Second, they don’t always represent the author’s own beliefs; they are often just the opinions of a fictional character in a story, which may be a good advice or a bad one.
I think many people misunderstand quotes from literature. A lot of these lines are shared online as if they
represent the author’s personal philosophy. But in many cases, I would even say most cases, the quote is simply something a character in their book says. And sometimes that character is not a good person.
Writers create characters with their own worldview. If the character is manipulative, nihilistic, or power-hungry,
they may say things that sound intelligent and powerful, but are morally wrong. That doesn’t mean the author agrees with them.
To thine own self be true (Shakespeare)
This is often used in graduation speeches as a call for authenticity.
But Shakespeare's intent was actually opposite to how it's used. Shakespeare gave this line to Polonius in Hamlet. Polonius is portrayed as a pompous, hypocritical windbag who gives long-winded, cliché advice that he doesn't even follow himself. Shakespeare was likely poking fun at people who give "perfect" advice.
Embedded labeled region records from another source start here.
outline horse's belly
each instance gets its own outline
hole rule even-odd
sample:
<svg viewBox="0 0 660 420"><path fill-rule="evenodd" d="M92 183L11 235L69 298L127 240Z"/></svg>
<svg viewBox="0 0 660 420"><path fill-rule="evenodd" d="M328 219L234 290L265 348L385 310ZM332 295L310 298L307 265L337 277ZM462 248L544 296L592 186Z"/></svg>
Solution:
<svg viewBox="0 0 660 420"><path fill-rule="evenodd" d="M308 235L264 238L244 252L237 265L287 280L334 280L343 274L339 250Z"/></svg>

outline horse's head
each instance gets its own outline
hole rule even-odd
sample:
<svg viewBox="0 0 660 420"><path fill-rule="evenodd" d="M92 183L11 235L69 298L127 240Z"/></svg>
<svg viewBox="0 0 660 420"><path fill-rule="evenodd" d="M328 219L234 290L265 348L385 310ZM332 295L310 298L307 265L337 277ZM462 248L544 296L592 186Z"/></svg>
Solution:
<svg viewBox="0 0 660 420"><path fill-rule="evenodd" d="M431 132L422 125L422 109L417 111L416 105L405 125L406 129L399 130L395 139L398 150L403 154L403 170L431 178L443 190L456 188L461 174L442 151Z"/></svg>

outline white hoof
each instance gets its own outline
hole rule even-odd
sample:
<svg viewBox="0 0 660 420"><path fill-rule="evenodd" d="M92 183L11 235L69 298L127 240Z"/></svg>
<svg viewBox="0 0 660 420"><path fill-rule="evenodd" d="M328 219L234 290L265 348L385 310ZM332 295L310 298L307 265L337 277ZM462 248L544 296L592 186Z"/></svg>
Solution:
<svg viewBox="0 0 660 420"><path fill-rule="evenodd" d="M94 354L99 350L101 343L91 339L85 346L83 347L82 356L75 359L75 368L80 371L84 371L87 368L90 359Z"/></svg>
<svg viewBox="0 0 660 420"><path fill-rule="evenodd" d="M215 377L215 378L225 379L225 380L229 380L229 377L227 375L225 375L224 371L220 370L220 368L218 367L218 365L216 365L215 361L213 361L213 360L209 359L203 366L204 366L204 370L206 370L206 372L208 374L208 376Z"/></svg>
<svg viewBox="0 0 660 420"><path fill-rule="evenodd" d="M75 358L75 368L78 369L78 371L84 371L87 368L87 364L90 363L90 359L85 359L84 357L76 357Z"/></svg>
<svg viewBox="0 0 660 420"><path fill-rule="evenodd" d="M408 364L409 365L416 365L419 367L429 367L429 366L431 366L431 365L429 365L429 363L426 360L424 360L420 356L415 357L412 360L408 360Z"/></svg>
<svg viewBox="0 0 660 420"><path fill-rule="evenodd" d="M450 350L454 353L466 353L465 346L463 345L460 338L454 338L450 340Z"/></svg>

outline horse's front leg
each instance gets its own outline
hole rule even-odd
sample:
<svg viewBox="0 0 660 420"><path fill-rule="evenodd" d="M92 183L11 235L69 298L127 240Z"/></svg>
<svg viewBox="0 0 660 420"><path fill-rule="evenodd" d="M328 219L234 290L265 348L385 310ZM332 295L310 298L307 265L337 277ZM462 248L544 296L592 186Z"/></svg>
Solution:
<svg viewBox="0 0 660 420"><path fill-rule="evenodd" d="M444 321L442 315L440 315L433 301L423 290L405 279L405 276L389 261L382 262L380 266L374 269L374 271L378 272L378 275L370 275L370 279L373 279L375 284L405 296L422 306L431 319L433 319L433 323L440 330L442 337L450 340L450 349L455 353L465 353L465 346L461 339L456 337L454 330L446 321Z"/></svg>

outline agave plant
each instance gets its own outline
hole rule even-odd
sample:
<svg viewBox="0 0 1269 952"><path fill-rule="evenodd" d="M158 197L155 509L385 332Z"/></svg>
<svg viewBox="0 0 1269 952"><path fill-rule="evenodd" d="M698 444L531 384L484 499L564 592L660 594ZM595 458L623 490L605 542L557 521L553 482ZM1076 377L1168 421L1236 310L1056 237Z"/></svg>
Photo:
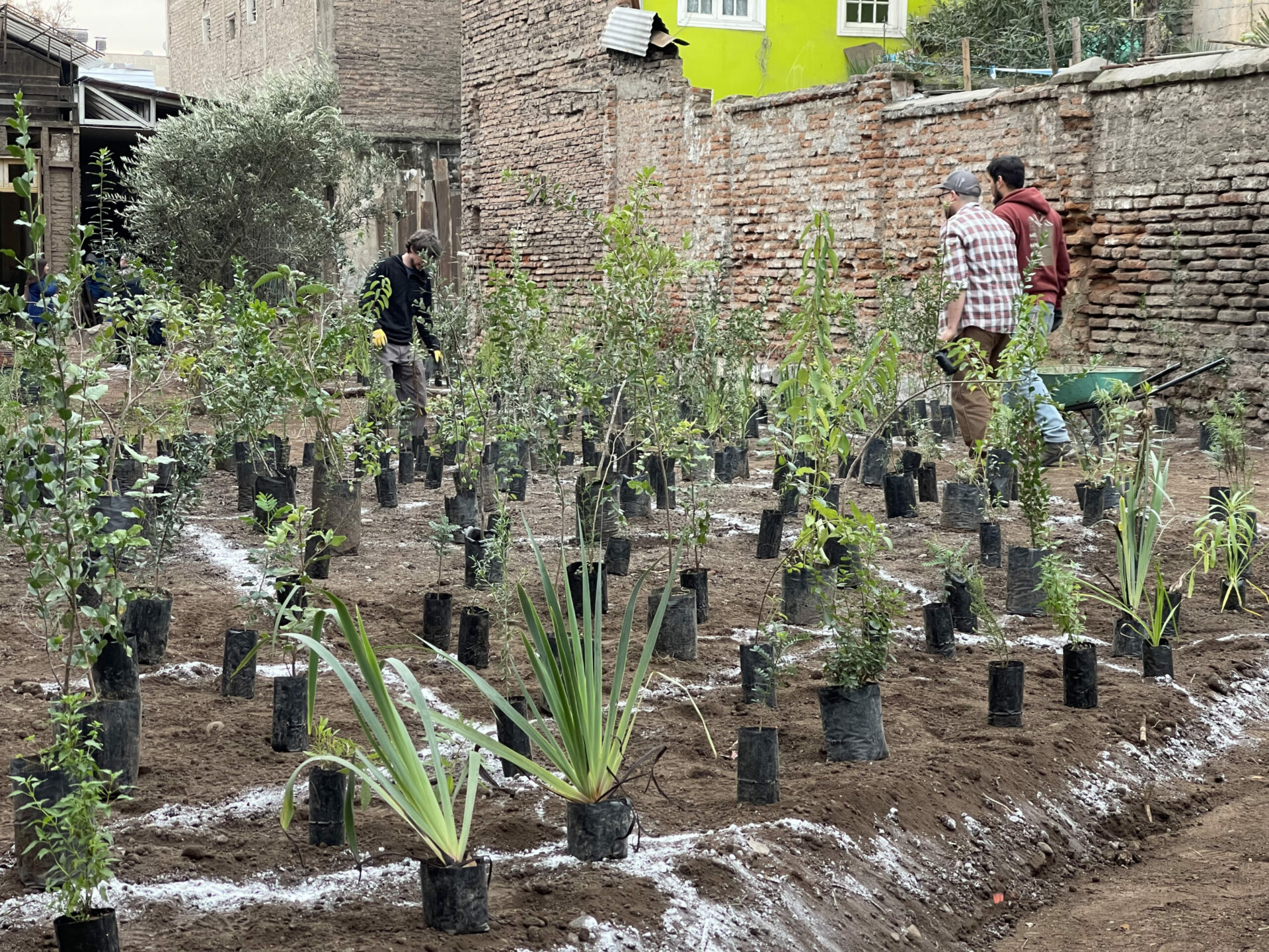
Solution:
<svg viewBox="0 0 1269 952"><path fill-rule="evenodd" d="M472 811L476 806L480 754L475 749L471 750L467 754L466 773L450 778L445 759L440 754L434 716L424 698L423 688L404 663L390 658L385 664L405 682L410 694L410 707L423 721L425 744L420 753L420 748L410 736L410 730L385 684L379 659L376 658L374 649L371 646L360 613L358 612L354 618L340 599L330 593L325 594L335 608L340 631L357 659L357 666L374 704L372 707L358 688L353 674L330 649L321 644L321 631L326 616L326 611L322 609L313 619L312 636L291 635L302 647L308 649L308 717L312 718L313 682L320 659L335 671L335 677L348 691L357 710L357 720L369 743L371 753L367 754L358 749L352 758L316 754L299 764L287 781L282 801L282 828L287 829L294 816L296 777L310 764L322 764L348 770L354 781L348 784L348 792L344 797L344 826L348 845L354 857L357 856L357 826L353 805L357 783L360 782L367 796L378 796L409 824L439 863L445 866L468 863L467 838L471 830ZM439 715L435 717L439 720ZM454 807L464 787L467 793L459 821Z"/></svg>
<svg viewBox="0 0 1269 952"><path fill-rule="evenodd" d="M443 651L437 654L467 675L471 683L489 698L490 703L524 731L548 764L536 763L505 744L492 740L472 725L439 713L434 717L437 724L473 744L478 744L504 760L514 763L538 779L547 790L565 800L575 803L598 803L613 796L624 779L622 769L626 750L634 730L638 693L648 678L648 663L652 660L652 649L661 628L661 618L665 616L670 585L666 585L661 593L661 602L651 626L648 626L647 641L640 652L631 682L626 684L634 611L646 574L636 581L634 590L626 605L622 633L617 640L617 658L613 665L612 683L607 685L605 699L602 650L603 614L591 611L591 595L594 594L596 599L602 598L603 593L599 585L603 583L596 584L594 593L590 592L589 585L582 585L579 626L571 599L569 600L567 616L561 609L551 574L532 533L529 542L533 546L538 572L542 578L542 592L546 595L551 630L548 633L537 607L524 590L524 585L516 585L520 608L528 627L528 633L522 637L533 674L542 688L546 707L555 718L555 730L552 731L547 726L532 694L524 687L523 678L520 687L529 706L528 717L516 711L496 688L453 655ZM582 564L586 562L585 545L582 545L581 560ZM670 564L669 578L671 579L675 578L678 561L678 555L675 555ZM519 678L519 674L516 677ZM556 770L563 776L558 776Z"/></svg>

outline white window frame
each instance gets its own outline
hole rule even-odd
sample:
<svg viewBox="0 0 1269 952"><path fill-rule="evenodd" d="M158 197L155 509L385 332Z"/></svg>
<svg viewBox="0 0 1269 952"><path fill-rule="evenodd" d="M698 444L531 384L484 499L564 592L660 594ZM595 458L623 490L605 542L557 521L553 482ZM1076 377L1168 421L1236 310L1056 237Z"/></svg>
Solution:
<svg viewBox="0 0 1269 952"><path fill-rule="evenodd" d="M712 0L717 13L688 13L688 0L679 0L680 27L706 27L708 29L766 30L766 0L749 0L749 15L723 17L722 0Z"/></svg>
<svg viewBox="0 0 1269 952"><path fill-rule="evenodd" d="M839 37L902 37L907 30L907 0L890 0L886 23L846 23L848 0L838 0Z"/></svg>

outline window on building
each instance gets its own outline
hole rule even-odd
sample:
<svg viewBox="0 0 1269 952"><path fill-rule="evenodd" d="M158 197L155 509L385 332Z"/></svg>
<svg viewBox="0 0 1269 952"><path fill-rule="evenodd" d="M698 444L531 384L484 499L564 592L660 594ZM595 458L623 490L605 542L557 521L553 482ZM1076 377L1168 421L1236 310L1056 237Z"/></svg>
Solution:
<svg viewBox="0 0 1269 952"><path fill-rule="evenodd" d="M902 37L907 0L838 0L839 37Z"/></svg>
<svg viewBox="0 0 1269 952"><path fill-rule="evenodd" d="M766 29L766 0L679 0L679 25Z"/></svg>

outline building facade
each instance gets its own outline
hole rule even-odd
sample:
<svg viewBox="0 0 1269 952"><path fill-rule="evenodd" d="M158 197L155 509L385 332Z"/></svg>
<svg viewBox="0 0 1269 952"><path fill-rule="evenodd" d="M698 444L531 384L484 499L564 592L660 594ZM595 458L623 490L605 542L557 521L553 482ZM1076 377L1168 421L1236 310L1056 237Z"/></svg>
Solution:
<svg viewBox="0 0 1269 952"><path fill-rule="evenodd" d="M401 170L396 212L357 242L357 264L386 244L400 250L411 222L450 231L435 211L428 217L426 199L457 194L461 182L458 0L168 0L168 56L173 90L202 96L329 61L344 119ZM438 168L448 170L445 189Z"/></svg>
<svg viewBox="0 0 1269 952"><path fill-rule="evenodd" d="M845 83L881 52L906 50L907 18L933 0L643 0L680 51L694 85L730 95L768 95ZM872 56L869 55L872 53ZM862 55L862 56L858 56ZM855 65L851 66L850 60Z"/></svg>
If it ain't broke, don't fix it.
I've heard it so many times, even here, but the Reality is: In a changing world, "not broken" often means "becoming obsolete." It discourages continuous improvement and innovation. To improve something, you work on it, it gets broken, you correct the broken parts and it improves.
Winners never quit and quitters never win.
It sounds like a logical tribute to persistence. But if you ask me, It ignores the sunk-cost fallacy. Smart people "quit" bad investments, failing projects, or toxic relationships to focus their energy on things they can do better.
Shoot for the moon. Even if you miss, you'll land among the stars.
It's used to say that high goals always lead to high secondary results.
But think about it. Doesn't it encourage reckless planning. Missing a massive, resource-heavy goal often results in "landing" in failure, not a win.
Knowledge is Power (Francis Bacon)
At first glance: undeniable. But knowledge without judgment, ethics, discipline, emotional maturity can become manipulation, exploitation, or control. Knowledge amplifies capacity, good or bad. It doesn’t automatically create virtue.
Power tends to corrupt, and absolute power corrupts absolutely (From John Dalberg Acton)
This sounds deeply insightful, and often is. But taken too literally, it implies:
Anyone in authority will inevitably become corrupt. Power itself is morally poisonous.
That belief can justify : Distrust everyone in leadership. But I know a lot of those who have been in power and never corrupted.
So, to sum it up, I think it's more important to show in which context it's been told, rather than who told it.
</rant>
Again, my sincere apology to all. I don't mean the shared quotes are not correct. As I said, I had to get this feeling off my chest.